Coding agents reason well and remember nothing. The structural questions they ask all day ("where is this defined?", "who calls it?", "what breaks if I change it?") have exact answers sitting in the code, but the agent re-derives them from raw text every time, because nothing survives between sessions.

You pay for that three ways. The obvious one is tokens: re-reading files to answer a question you already answered is pure waste. Then there's accuracy, because grep finds the string save without knowing which save you meant, so the agent guesses. And the one that actually worries me is refactor safety. "What does renaming this break?" is the question that matters most, and a file-by-file agent is worst at exactly that question.

GraphPilot fills the gap as persistent structural memory.

How it works

The CLI parses your repo with tree-sitter and builds a graph.

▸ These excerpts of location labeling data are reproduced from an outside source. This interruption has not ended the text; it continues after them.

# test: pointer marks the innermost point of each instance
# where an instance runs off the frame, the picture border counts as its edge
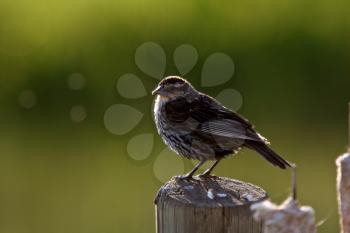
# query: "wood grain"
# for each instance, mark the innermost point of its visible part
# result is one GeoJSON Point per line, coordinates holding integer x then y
{"type": "Point", "coordinates": [207, 205]}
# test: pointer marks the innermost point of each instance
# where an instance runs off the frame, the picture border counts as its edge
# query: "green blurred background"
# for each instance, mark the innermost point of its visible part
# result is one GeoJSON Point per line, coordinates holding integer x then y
{"type": "Point", "coordinates": [292, 69]}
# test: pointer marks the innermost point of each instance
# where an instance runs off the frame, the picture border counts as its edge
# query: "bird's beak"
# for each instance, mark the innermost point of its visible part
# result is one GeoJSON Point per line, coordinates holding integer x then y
{"type": "Point", "coordinates": [157, 90]}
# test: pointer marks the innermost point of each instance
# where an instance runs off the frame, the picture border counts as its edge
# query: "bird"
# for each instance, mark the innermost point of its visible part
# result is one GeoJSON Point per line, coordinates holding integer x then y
{"type": "Point", "coordinates": [198, 127]}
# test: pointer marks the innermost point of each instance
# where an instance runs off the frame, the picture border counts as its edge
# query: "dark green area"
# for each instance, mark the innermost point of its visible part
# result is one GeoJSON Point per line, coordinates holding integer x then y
{"type": "Point", "coordinates": [292, 69]}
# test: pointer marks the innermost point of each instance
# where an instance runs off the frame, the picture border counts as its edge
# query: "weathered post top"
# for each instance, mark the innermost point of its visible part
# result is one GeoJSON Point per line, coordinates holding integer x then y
{"type": "Point", "coordinates": [207, 205]}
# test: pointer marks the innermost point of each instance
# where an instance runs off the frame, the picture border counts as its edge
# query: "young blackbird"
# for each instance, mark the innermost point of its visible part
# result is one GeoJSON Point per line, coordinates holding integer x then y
{"type": "Point", "coordinates": [198, 127]}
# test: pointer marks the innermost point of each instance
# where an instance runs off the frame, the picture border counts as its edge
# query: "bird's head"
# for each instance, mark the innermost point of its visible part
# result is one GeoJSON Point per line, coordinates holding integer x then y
{"type": "Point", "coordinates": [173, 87]}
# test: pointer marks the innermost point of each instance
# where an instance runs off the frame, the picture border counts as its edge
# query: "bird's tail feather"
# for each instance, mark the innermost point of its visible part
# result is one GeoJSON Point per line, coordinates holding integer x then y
{"type": "Point", "coordinates": [268, 154]}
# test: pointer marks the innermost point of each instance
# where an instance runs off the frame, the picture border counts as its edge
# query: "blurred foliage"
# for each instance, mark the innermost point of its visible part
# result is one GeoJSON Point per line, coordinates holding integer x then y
{"type": "Point", "coordinates": [292, 68]}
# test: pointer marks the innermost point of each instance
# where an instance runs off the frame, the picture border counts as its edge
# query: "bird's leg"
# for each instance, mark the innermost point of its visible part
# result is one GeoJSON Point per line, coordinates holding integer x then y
{"type": "Point", "coordinates": [190, 174]}
{"type": "Point", "coordinates": [209, 170]}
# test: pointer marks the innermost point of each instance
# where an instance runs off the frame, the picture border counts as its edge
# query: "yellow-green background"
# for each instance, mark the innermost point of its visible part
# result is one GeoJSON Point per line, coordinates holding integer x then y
{"type": "Point", "coordinates": [292, 68]}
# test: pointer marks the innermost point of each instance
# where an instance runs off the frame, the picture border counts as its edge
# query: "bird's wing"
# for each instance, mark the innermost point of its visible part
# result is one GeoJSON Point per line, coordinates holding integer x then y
{"type": "Point", "coordinates": [214, 119]}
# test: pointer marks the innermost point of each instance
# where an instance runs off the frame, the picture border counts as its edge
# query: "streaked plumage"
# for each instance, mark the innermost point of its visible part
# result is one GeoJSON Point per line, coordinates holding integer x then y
{"type": "Point", "coordinates": [198, 127]}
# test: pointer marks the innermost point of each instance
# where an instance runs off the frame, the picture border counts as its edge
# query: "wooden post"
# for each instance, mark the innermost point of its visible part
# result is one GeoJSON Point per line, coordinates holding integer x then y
{"type": "Point", "coordinates": [207, 205]}
{"type": "Point", "coordinates": [288, 217]}
{"type": "Point", "coordinates": [343, 187]}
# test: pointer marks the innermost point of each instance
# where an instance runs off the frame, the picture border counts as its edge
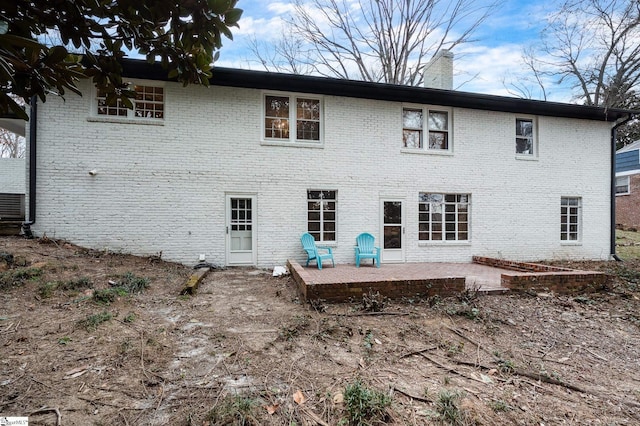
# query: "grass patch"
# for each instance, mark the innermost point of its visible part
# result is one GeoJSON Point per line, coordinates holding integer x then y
{"type": "Point", "coordinates": [92, 322]}
{"type": "Point", "coordinates": [133, 283]}
{"type": "Point", "coordinates": [17, 278]}
{"type": "Point", "coordinates": [79, 284]}
{"type": "Point", "coordinates": [448, 409]}
{"type": "Point", "coordinates": [373, 301]}
{"type": "Point", "coordinates": [127, 284]}
{"type": "Point", "coordinates": [628, 244]}
{"type": "Point", "coordinates": [365, 406]}
{"type": "Point", "coordinates": [292, 330]}
{"type": "Point", "coordinates": [234, 410]}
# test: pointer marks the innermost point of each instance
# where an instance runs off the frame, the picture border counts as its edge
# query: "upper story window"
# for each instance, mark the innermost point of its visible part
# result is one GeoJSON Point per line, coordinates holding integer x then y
{"type": "Point", "coordinates": [526, 137]}
{"type": "Point", "coordinates": [282, 112]}
{"type": "Point", "coordinates": [622, 185]}
{"type": "Point", "coordinates": [147, 104]}
{"type": "Point", "coordinates": [427, 129]}
{"type": "Point", "coordinates": [570, 219]}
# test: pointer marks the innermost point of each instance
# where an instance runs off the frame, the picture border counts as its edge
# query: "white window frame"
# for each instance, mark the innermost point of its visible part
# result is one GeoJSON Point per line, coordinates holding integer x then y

Every function, class, method, interface, type, and enum becomes a node; every call becomes an edge. The graph gets written to ~/.graphpilot/, and an MCP server hands it to the agent over stdio.

Four tools:

gp_recall finds where a symbol is defined
gp_callers lists who calls a symbol (the reverse lookup)
gp_impact computes the blast radius of a change, depth-bounded
gp_index re-indexes after edits

Every response carries a file:line @ sha anchor, so the agent can quote its source and you can jump straight to the line. And when a name is ambiguous, say two files both export save, the answer tells you instead of quietly picking one and pretending it was sure.

The numbers

I ran a real coding agent (claude-sonnet-4-5) against fastify, a Node.js framework of about 300 files, on 40 structural questions. First with nothing but file reads. Then with GraphPilot's four tools. Same model, same questions, same repo.

Metric	Without	With GraphPilot
Total tokens	2,796,760	1,088,276
API cost	$8.88	$3.68
Correct answers	33/40	37/40

That's 61% fewer tokens, and it got four more answers right instead of trading accuracy for speed. By question type, "who calls X?" dropped 82% and impact analysis dropped 73%.

Now the part most launch posts skip. It doesn't help everywhere. Flow-tracing questions like "trace a request through the middleware" come out roughly even, because the agent still has to read code to answer them. Plain dependency checks save about 7%. I publish those numbers too. A tool that claims to win at everything is hiding something.

Local-first, and I mean it

GraphPilot never makes a network call. Indexing is tree-sitter running on your machine, and your source never leaves it. There's no telemetry and no update check, and that part is enforced rather than promised: an ESLint rule bans http, fetch, and axios imports in the source, and CI fails any PR that tries to add one. The graph sits in ~/.graphpilot/ at mode 0600.

Try it

npm install -g @graphpilot-oss/graphpilot
graphpilot index ~/code/my-app

Then point your agent's MCP config at graphpilot mcp. It works with Claude Code, Cursor, Cline, Windsurf, and Continue.

It's TypeScript and JavaScript only right now (tree-sitter-typescript handles TS, TSX, JSX, and JS in one grammar). Python is probably next if people ask for it.

It's Apache-2.0, on GitHub at graphpilot-oss/graphpilot. The benchmark is reproducible, script and method in the repo, so if you think I measured it wrong you can check yourself.